A friend from Dallas gave Smith $2.80, which he used to buy some Bull Durham tobacco, some rolling papers, and a bag of cold cuts. The friend drove Smith and the seven others to the railroad yard, where they caught a train that seemed to be three hundred boxcars long. Unable to get inside, the last of the Blue Devils had to ride home in the open air, lying down in the coal cars, digging themselves holes and covering up to keep the wind and cold off them as best they could. Smith had started the trip in a black tam and a gray suit. By the time they got to Ohio, his suit was the same color as his beret.

Somewhere along the way, Smith and his men hooked up with some white hobos who took them into a boxcar. One of them wedged a stick in the door to make sure they weren't trapped inside, which could be fatal. There were twenty-one of them, all huddled around a fire built inside the boxcar, their occupations, their skin tones, their education and class backgrounds, their dreams, their fears, and even their individual takes on the Depression and the blues were secondary to the all-American shake, rattle, and roll of the iron horse, whose rhythms were captured in the beat of swing and the drive of the shuffle blues.

At Cincinnati, the train stopped. The white hobos told the Blue Devils they'd better stick around the railroad yard and not go out looking for food. As Smith remembered, though, they were also told not to worry; they'd be taken care of. The white guys went off bumming for grub and soon they were back with pieces of steak, ham, cold cuts, and bread for the Blue Devils. Then the white men took them to a hobo camp where they sat on a rug under a tree and ate a meal cooked in a pot on the ground, with all the necessary dishes and cutlery waiting for them under a sign reading “Leave It Like You Find It.”

With his Bull Durham and his food in a box around his neck, Buster Smith, along with Lester Young and a few of the others, finally made it to Saint Louis, where Bennie Moten sent a car for them. Before the car arrived, someone stole half of Smith's music.
That
was the blow. Buster knew he could write more music, but having his music stolen—that was another nail in the Blue Devils' coffin, another sign that the evening sun was going down on their small empire of swing, insouciant lyricism, humor, and spunk. This last stretch had been long, it had been hard, but it was typical of what was starting to happen as the Depression destroyed a whole world of entertainment and employment the way a prairie fire did a field.

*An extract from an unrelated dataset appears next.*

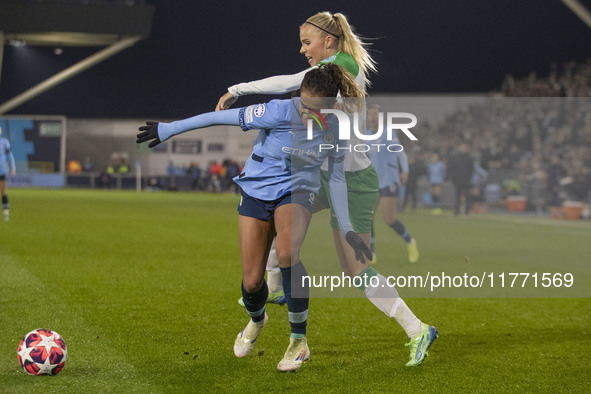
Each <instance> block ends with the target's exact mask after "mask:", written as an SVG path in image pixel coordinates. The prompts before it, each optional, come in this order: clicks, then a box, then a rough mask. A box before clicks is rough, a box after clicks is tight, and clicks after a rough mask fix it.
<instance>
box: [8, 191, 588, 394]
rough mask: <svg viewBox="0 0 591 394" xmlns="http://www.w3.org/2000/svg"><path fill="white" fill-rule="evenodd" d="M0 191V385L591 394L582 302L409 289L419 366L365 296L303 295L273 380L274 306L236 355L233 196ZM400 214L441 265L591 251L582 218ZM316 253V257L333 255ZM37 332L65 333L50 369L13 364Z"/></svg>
mask: <svg viewBox="0 0 591 394" xmlns="http://www.w3.org/2000/svg"><path fill="white" fill-rule="evenodd" d="M9 196H10V201H11V220H10V222H7V223H5V222H0V227H1V228H0V238H1V240H2V241H1V242H0V273H1V275H0V311H1V319H0V331H1V332H2V333H3V335H2V339H1V340H0V392H10V393H13V392H34V391H43V392H61V393H64V392H66V393H68V392H71V393H80V392H87V393H92V392H126V393H128V392H140V393H145V392H156V393H157V392H205V391H239V392H260V391H278V390H285V391H287V390H296V391H333V392H342V391H344V390H348V391H362V392H369V391H374V392H388V391H396V392H410V391H421V392H422V391H427V392H429V391H430V392H440V391H454V392H455V391H466V392H476V391H516V390H527V391H533V390H536V391H544V392H556V391H559V392H560V391H572V392H589V391H591V378H590V376H591V369H590V365H591V357H590V356H589V354H590V351H591V340H589V334H590V330H591V313H590V312H591V302H590V301H589V299H453V298H450V299H409V300H407V303H408V304H409V306H410V307H411V309H412V310H413V311H414V312H415V313H416V314H417V316H418V317H419V318H421V319H423V320H425V321H426V322H429V323H431V324H433V325H435V326H436V327H437V328H438V329H439V331H440V338H439V339H438V340H437V341H436V342H435V344H434V345H433V348H432V349H431V351H430V356H429V357H428V358H427V359H426V361H425V363H424V364H423V365H422V366H420V367H417V368H406V367H405V366H404V363H405V362H406V361H407V359H408V348H406V347H404V346H403V344H404V343H405V342H407V339H406V338H405V335H404V332H403V331H402V329H401V328H400V327H399V326H398V325H397V324H396V322H395V321H393V320H390V319H387V318H386V317H385V316H384V315H383V314H382V313H381V312H380V311H378V310H377V309H376V308H375V307H373V306H372V305H371V304H370V303H369V302H368V301H367V300H365V299H350V298H349V299H330V298H321V299H313V300H312V301H311V310H310V317H309V326H308V338H309V344H310V348H311V353H312V355H311V359H310V361H308V362H307V363H305V364H304V366H303V367H302V369H301V370H300V371H299V372H298V373H296V374H281V373H278V372H276V369H275V368H276V364H277V362H278V361H279V360H280V359H281V357H282V355H283V352H284V351H285V349H286V347H287V344H288V336H289V325H288V323H287V308H286V307H279V306H275V305H271V306H269V307H268V308H267V310H268V313H269V316H270V321H269V324H268V326H267V327H266V328H265V330H264V332H263V334H262V335H261V337H260V338H259V340H258V341H257V344H256V346H255V348H254V350H253V352H252V354H251V355H249V356H248V357H246V358H245V359H237V358H236V357H235V356H234V354H233V351H232V345H233V341H234V338H235V336H236V334H237V333H238V331H240V330H241V329H242V328H243V326H244V324H246V322H247V315H246V313H245V312H244V310H243V309H242V308H241V307H240V306H239V305H238V304H237V303H236V300H237V298H238V297H239V296H240V290H239V289H240V262H239V248H238V231H237V213H236V206H237V203H238V197H236V196H230V195H210V194H183V193H140V194H138V193H134V192H116V191H102V190H101V191H86V190H85V191H78V190H75V191H71V190H26V189H21V190H19V189H11V190H10V191H9ZM319 215H320V217H318V218H317V217H315V220H322V221H325V222H326V219H327V216H326V214H325V213H321V214H319ZM399 217H400V219H401V220H402V221H403V222H404V223H405V224H406V225H407V227H408V228H409V229H410V230H411V233H412V234H413V236H415V238H417V239H418V240H419V247H420V249H421V259H424V260H425V261H429V260H436V261H438V262H440V264H442V265H444V264H446V263H447V262H449V263H450V264H451V263H452V262H453V261H455V260H457V259H458V258H460V259H462V258H463V256H464V255H465V254H466V253H467V252H466V248H468V249H470V250H478V249H479V248H480V250H483V251H484V254H486V253H488V252H486V251H488V250H490V254H491V256H492V257H491V258H493V259H495V260H498V261H499V262H500V263H504V262H507V260H508V261H510V260H511V259H519V258H523V259H531V258H534V259H538V260H544V259H554V258H556V256H560V258H562V259H564V260H565V261H566V260H568V259H580V258H583V257H587V259H588V256H589V251H590V247H589V243H588V240H589V236H588V235H591V228H590V227H589V225H588V224H584V223H576V224H574V223H573V224H572V226H574V227H572V228H571V227H568V226H571V225H570V224H567V223H565V224H564V226H565V227H555V228H553V230H552V231H547V234H546V233H544V232H543V231H542V232H540V231H539V230H538V229H539V228H541V227H540V226H542V227H543V226H544V225H545V222H543V221H537V220H536V219H528V220H524V221H523V222H519V221H518V220H517V219H515V217H509V216H493V215H489V216H487V217H480V218H466V219H463V220H461V219H457V220H456V219H453V218H446V217H434V216H430V215H428V214H425V213H417V214H414V215H411V214H402V215H400V216H399ZM478 223H482V225H477V224H478ZM326 226H328V224H326ZM376 226H377V229H376V233H377V236H378V244H377V250H378V254H379V258H380V260H379V262H378V269H380V268H379V267H387V266H388V265H392V266H393V264H394V262H393V261H394V260H396V261H398V263H397V264H400V266H404V264H407V263H403V262H404V261H406V247H405V245H404V244H403V242H402V241H400V240H395V241H392V239H395V238H394V236H393V235H392V237H390V238H388V234H390V233H392V230H391V229H389V228H387V227H386V226H385V225H384V224H383V223H382V222H381V221H377V223H376ZM479 228H482V229H483V230H482V231H483V232H484V234H483V233H479V232H478V229H479ZM442 231H443V233H442ZM508 233H509V234H513V233H515V234H519V239H518V240H515V241H514V242H505V243H504V244H503V245H501V246H502V251H501V250H497V249H495V248H496V246H494V245H493V246H491V245H490V244H491V242H492V243H493V244H494V242H495V241H494V240H495V239H505V238H503V237H506V236H507V234H508ZM587 233H588V234H587ZM586 234H587V235H586ZM483 236H484V237H486V238H483ZM495 237H497V238H495ZM524 245H531V248H532V250H531V251H528V250H525V249H524ZM325 249H326V250H325V253H326V256H321V257H320V258H322V259H333V260H334V261H335V264H337V263H336V258H335V257H334V250H333V249H332V248H325ZM532 253H533V254H534V255H533V256H532V255H531V254H532ZM386 256H397V257H396V258H391V259H388V258H387V257H386ZM389 260H390V261H389ZM587 261H588V260H587ZM305 262H306V261H305ZM306 263H307V264H313V262H312V261H310V259H309V258H308V261H307V262H306ZM419 264H420V262H419ZM35 328H49V329H52V330H55V331H57V332H58V333H60V334H61V335H62V336H63V337H64V339H65V340H66V343H67V345H68V350H69V360H68V362H67V363H66V366H65V368H64V370H63V371H62V372H61V373H60V374H59V375H57V376H54V377H34V376H28V375H26V374H25V373H24V372H23V371H22V370H21V368H20V367H19V365H18V361H17V357H16V349H17V346H18V343H19V341H20V339H21V338H22V337H23V336H24V334H26V333H27V332H29V331H31V330H33V329H35Z"/></svg>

The only way to outrun the fire was to go to Kansas City.

Shortly after they got there, Buster Smith joined Bennie Moten, putting himself back in the regional big time, a member of the hottest jazz orchestra for a thousand miles in any direction. Buster Smith was right at home—and there he would stay until April 2, 1935, when thirty-nine-year-old Bennie Moten died on the operating table while his tonsils were being removed.